Richard is offered a viscountcy in the 1917 New Year's Honours. After taking Sir Geoffrey's advice, he takes the title Viscount Bellamy of Haversham, Haversham being a town two miles from his birthplace in Norfolk.

At 3am on the morning of 20 January 1917, Ruby arrives at Eaton Place. She had been caught up in the Silvertown explosion the previous evening and the whole household listens to her story. Her lodgings have been destroyed along with all her possessions, and she decides to become the kitchen maid again. When Richard and Hazel go up to the Morning Room after this, Hazel says how there are two families living in 165, Eaton Place. There is the Bellamy family, and then the family downstairs. Hudson and Bridges are the father and mother, Edward and Daisy their son and daughter-in-law, Rose is the elder daughter and Ruby the younger daughter.
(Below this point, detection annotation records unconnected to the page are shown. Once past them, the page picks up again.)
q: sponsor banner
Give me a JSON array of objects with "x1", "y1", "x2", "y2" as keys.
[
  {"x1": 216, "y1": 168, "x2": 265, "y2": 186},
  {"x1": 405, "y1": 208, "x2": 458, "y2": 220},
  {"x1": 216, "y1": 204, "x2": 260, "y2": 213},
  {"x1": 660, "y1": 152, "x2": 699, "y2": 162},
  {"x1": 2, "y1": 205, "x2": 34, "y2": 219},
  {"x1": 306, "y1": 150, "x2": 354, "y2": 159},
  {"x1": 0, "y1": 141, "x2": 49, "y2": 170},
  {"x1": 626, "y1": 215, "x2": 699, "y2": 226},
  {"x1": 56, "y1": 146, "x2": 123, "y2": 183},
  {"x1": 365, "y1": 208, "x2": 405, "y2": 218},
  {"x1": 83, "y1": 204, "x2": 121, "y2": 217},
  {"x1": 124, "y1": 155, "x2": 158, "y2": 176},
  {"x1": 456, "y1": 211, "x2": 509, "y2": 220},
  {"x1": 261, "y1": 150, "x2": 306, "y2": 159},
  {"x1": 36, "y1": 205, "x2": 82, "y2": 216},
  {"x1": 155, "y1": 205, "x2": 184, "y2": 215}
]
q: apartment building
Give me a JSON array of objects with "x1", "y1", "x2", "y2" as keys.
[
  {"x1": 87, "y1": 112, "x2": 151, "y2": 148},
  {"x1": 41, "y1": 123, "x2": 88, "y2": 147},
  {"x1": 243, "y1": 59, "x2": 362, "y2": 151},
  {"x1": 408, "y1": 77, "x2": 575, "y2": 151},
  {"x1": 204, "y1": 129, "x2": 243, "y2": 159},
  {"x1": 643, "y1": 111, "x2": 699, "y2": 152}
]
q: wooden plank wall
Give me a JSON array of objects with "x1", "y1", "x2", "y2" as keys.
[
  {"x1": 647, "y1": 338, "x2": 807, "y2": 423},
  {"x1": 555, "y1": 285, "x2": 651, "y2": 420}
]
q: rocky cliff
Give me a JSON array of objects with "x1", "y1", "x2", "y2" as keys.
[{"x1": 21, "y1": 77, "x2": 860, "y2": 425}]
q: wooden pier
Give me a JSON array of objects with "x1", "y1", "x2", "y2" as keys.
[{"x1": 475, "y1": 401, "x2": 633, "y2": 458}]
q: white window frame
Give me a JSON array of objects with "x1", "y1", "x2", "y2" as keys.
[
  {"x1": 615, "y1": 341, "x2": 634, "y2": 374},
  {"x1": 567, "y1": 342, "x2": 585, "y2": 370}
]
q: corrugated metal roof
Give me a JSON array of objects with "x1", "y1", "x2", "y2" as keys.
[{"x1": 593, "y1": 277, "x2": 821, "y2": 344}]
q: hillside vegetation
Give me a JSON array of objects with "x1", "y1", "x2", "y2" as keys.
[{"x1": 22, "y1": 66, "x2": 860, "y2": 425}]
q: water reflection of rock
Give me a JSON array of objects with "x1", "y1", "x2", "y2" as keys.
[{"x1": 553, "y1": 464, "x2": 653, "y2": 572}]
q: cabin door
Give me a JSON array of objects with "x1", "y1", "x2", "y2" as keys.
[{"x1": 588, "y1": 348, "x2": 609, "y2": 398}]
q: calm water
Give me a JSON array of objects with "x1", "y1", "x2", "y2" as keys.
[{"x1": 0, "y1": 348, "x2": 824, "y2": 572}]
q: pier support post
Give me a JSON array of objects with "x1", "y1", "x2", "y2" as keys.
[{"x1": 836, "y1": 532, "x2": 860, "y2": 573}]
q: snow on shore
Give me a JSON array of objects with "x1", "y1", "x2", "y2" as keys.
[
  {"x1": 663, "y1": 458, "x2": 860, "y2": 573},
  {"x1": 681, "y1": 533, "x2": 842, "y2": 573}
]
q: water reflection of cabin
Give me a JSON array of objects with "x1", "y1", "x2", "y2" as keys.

She then says "Perhaps one day, we'll all be one big family, not two". Richard replies "I think we are now in one sense".

==Cast==
- Jean Marsh - Rose
- Angela Baddeley - Mrs Bridges
- Gordon Jackson - Hudson
- Meg Wynn Owen - Hazel Bellamy
- Hannah Gordon - Virginia Hamilton
- David Langton - Richard Bellamy
- Raymond Huntley - Sir Geoffrey Dillon
- Christopher Beeny - Edward
- Jacqueline Tong - Daisy
- Jenny Tomasin - Ruby

==Reception==
"Another Year" earned Alfred Shaughnessy a second Emmy nomination for Best Writer. In addition, Peter Knight, writing in The Daily Telegraph, said that while Upstairs, Downstairs was getting "further and further away from its original concept", the "characters and the dialogue all carry a total conviction which makes it the best-quality soap opera around".